COLLINS v. JIFFY AUTO RADIATOR, INC., 993 CRD-3-90-3 (10-30-91)


PATRICK COLLINS, CLAIMANT-APPELLANT v. JIFFY AUTO RADIATOR, INC., EMPLOYER and AETNA LIFE CASUALTY, INSURER, RESPONDENTS-APPELLEES

CASE NO. 993 CRD-3-90-3Workers’ Compensation Commission
OCTOBER 30, 1991

The claimant was represented by Bryan LeClerc, Esq., Brayton
Mengacci.

The respondents were represented by Anne Kelly Zovas, Esq., Pomeranz, Drayton Stabnick.

This Petition for Review from the March 14, 1990 Finding and Dismissal of the Commissioner for the Third District was heard March 22, 1991 before a Compensation Review Division panel consisting of the Commission Chairman, John Arcudi, and Commissioners A. Thomas White, Jr. and James Metro.

OPINION

JOHN ARCUDI, CHAIRMAN.

Claimant’s appeal does not dispute the Third District finding that no written notice of claim was given within a year of the July 15, 1986 back injury. However, he argues that the employer furnished medical care and that the claim therefore is compensable under the constructive notice exceptions of Sec. 31-294, C.G.S.[1]

Claimant contends that the payment of his medical bills by his group health insurance and the fact that he informed his employer orally of the injury entitles him to the medical care exception. Further, he argues the employer was under an obligation to provide medical care and that the employer’s obligation for medical care was fulfilled by the group health insurance carrier.

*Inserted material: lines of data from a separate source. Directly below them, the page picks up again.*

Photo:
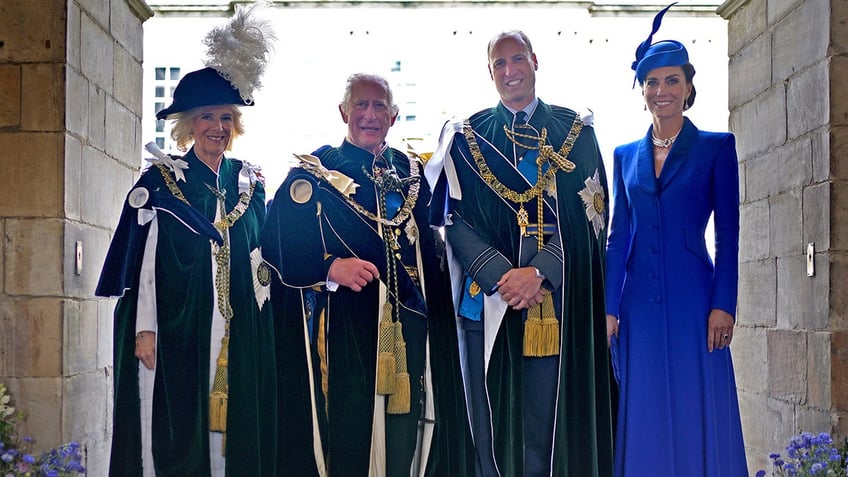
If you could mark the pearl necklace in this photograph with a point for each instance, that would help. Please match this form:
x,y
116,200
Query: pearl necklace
x,y
664,143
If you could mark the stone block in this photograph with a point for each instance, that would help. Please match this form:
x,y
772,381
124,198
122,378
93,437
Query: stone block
x,y
808,99
818,373
838,298
76,117
122,142
105,320
34,257
33,32
781,423
73,37
838,97
749,350
778,9
784,218
31,159
757,293
101,204
97,125
749,71
838,30
84,407
128,81
761,123
10,96
94,241
2,254
799,39
787,363
754,414
839,370
98,10
754,231
73,177
820,141
32,329
746,24
786,168
816,221
43,99
839,216
838,151
96,54
126,28
80,343
40,398
802,301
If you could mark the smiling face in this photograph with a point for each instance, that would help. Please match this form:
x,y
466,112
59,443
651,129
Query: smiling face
x,y
211,128
665,91
513,69
368,115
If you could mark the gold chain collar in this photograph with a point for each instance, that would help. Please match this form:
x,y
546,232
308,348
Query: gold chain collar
x,y
228,220
558,160
403,212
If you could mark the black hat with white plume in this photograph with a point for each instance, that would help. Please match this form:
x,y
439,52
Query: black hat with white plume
x,y
236,57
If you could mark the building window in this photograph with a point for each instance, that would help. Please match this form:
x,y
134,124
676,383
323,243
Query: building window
x,y
165,82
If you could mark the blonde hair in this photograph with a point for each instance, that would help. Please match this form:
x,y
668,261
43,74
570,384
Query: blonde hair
x,y
181,128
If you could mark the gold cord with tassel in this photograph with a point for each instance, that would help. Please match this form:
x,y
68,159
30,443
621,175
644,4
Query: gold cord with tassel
x,y
541,329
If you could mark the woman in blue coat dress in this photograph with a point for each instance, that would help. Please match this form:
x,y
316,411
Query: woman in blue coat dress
x,y
670,307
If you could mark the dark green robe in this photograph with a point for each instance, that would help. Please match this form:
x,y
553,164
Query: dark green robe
x,y
184,301
302,237
583,428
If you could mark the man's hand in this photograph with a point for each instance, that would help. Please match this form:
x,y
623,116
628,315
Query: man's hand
x,y
612,328
352,272
719,329
521,288
145,348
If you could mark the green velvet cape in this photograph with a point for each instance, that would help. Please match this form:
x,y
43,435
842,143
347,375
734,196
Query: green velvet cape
x,y
184,300
301,238
583,428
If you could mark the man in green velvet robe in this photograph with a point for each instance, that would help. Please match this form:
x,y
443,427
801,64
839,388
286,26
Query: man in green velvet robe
x,y
366,343
520,190
195,378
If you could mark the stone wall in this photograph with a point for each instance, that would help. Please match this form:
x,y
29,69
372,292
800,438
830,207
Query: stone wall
x,y
789,110
70,108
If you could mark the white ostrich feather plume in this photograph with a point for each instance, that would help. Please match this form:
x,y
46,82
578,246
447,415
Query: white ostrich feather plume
x,y
239,50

Directly on point is Clapps v. Waterbury Iron Works, Inc., 38 Conn. Sup. 644 (1983). Clapps held that claims submitted to a group health insurance for a work related injury did not constitute the furnishing of medical care under Sec. 31-294
C.G.S. The Clapps court stated:

To “provide” means “to supply what is needed.” Webster, Third New International Dictionary . . . . The defendant’s sole relationship to the medical services provided here was the employer’s . . . contribution to the fund. The circumstances under which the medical care was “provided” are simply too remote to meet the terms of the exception to the statutory rule.

Id. at 648. See also, Janco v. Town of Fairfield, 39 Conn. Sup. 403
(1983)[.]

The above two cited cases are therefore dispositive of the issue on the furnished medical care exception.

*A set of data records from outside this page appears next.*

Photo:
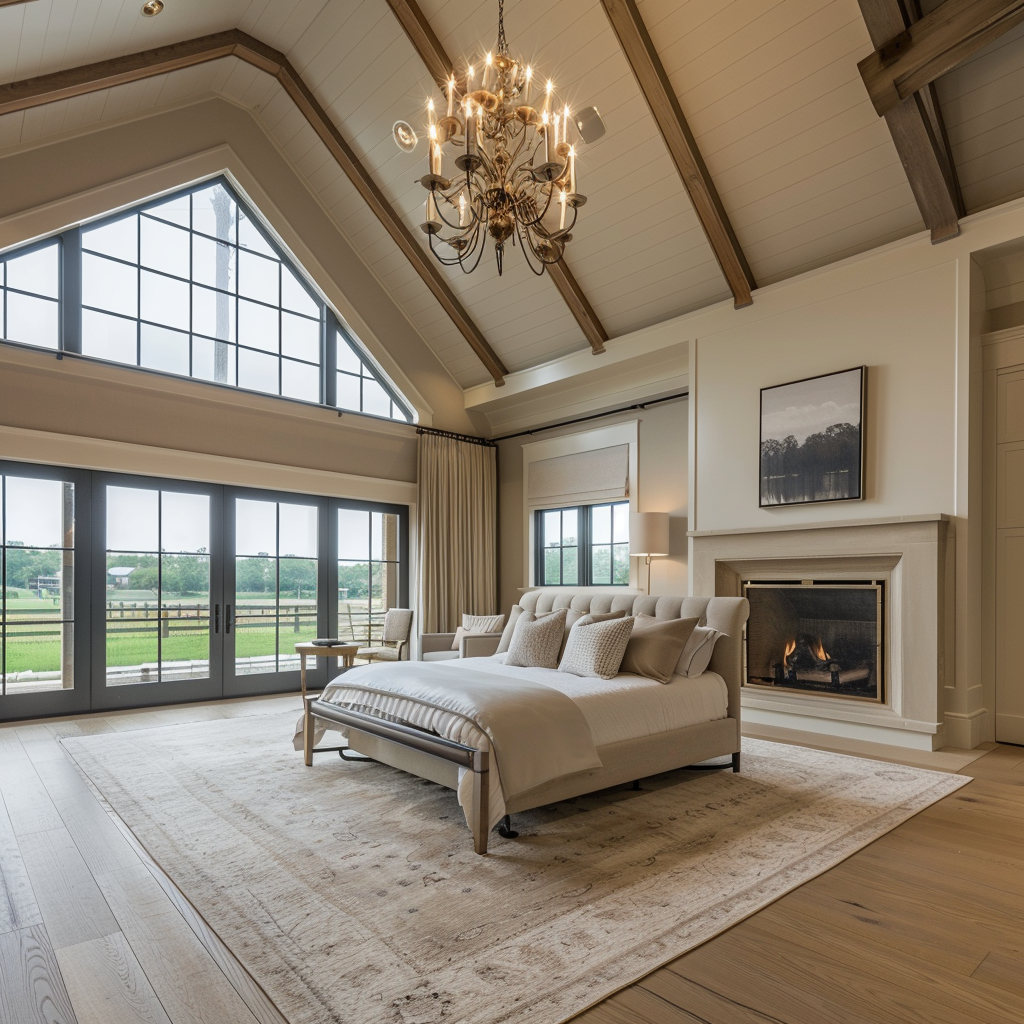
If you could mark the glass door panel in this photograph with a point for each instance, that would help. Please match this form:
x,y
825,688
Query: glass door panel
x,y
369,576
38,611
276,587
159,598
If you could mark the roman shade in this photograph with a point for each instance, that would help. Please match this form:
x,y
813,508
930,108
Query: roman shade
x,y
582,478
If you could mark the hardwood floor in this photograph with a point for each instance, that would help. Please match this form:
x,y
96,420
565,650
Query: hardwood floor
x,y
925,926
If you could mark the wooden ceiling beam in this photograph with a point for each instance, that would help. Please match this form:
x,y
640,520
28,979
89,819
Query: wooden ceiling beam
x,y
433,54
133,68
918,131
919,53
654,84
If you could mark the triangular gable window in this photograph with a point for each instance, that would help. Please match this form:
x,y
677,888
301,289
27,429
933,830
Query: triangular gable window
x,y
193,285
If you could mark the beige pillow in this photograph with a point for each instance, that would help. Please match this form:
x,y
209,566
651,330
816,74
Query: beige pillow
x,y
655,645
472,625
696,654
503,644
596,648
573,619
536,640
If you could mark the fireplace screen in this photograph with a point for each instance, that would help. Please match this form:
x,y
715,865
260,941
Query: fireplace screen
x,y
818,637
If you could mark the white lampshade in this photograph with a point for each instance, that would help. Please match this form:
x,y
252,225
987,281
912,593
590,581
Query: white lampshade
x,y
649,534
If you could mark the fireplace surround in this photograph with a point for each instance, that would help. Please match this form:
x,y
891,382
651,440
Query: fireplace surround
x,y
912,559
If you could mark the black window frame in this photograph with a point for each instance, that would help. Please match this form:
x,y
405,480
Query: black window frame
x,y
585,547
333,333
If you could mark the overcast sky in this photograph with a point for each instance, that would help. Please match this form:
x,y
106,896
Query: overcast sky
x,y
811,406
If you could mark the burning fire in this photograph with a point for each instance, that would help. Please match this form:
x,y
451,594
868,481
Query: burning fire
x,y
816,648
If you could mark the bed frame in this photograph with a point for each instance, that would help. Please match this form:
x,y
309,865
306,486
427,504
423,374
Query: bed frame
x,y
439,760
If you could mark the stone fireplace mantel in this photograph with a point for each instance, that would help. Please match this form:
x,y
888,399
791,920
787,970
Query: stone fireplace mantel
x,y
913,555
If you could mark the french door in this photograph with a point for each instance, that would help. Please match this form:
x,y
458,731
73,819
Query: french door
x,y
159,590
126,591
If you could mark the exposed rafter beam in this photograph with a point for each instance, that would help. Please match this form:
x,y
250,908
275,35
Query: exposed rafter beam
x,y
432,53
119,71
937,43
654,84
915,125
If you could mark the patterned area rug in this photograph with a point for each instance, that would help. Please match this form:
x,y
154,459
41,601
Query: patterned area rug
x,y
352,894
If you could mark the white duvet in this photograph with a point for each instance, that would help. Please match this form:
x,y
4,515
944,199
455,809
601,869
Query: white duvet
x,y
627,707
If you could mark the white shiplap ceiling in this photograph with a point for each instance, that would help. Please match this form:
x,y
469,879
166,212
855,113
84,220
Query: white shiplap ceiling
x,y
807,172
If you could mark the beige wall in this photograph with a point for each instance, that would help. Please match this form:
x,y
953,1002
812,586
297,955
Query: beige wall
x,y
49,186
663,487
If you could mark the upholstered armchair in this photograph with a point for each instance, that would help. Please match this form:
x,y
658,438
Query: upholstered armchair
x,y
394,637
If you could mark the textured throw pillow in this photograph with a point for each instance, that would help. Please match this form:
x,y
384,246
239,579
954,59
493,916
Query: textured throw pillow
x,y
655,645
696,654
536,640
573,619
596,648
477,624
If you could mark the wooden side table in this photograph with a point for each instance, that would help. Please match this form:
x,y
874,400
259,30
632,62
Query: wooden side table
x,y
345,651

We affirm the Third District decision and dismiss the appeal.

Commissioners A. Thomas White, Jr. and James Metro concur.

[1] Sec. 31-294. Notice of injury and of claim for compensation. No proceedings for compensation under the provisions of this chapter shall be maintained unless a written notice of claim for compensation is given within one year from the date of the accident or within three years from the first manifestation of a symptom of the occupational disease, . . . Such notice may be given to the employer or any commissioner and shall state, in simple language, the date and place of the accident and the nature of the injury resulting therefrom, or the date of the first manifestation of a symptom of the occupational disease and the nature of such disease, as the case may be, and the name and address of the employee and of the person in whose interest compensation is claimed . . . . or if within the applicable period an employee has been furnished, for the injury with respect to which compensation is claimed, with medical or surgical care as hereafter provided in this section, no want of such notice of claim shall be a bar to the maintenance of proceedings and in no case shall any defect or inaccuracy of such notice of claim be a bar to the maintenance of proceedings and in no case shall any defect or inaccuracy of such notice of claim be a bar to the maintenance of proceedings unless the employer shows that he was ignorant of the facts concerning such personal injury and was prejudiced by the defect or inaccuracy of such notice.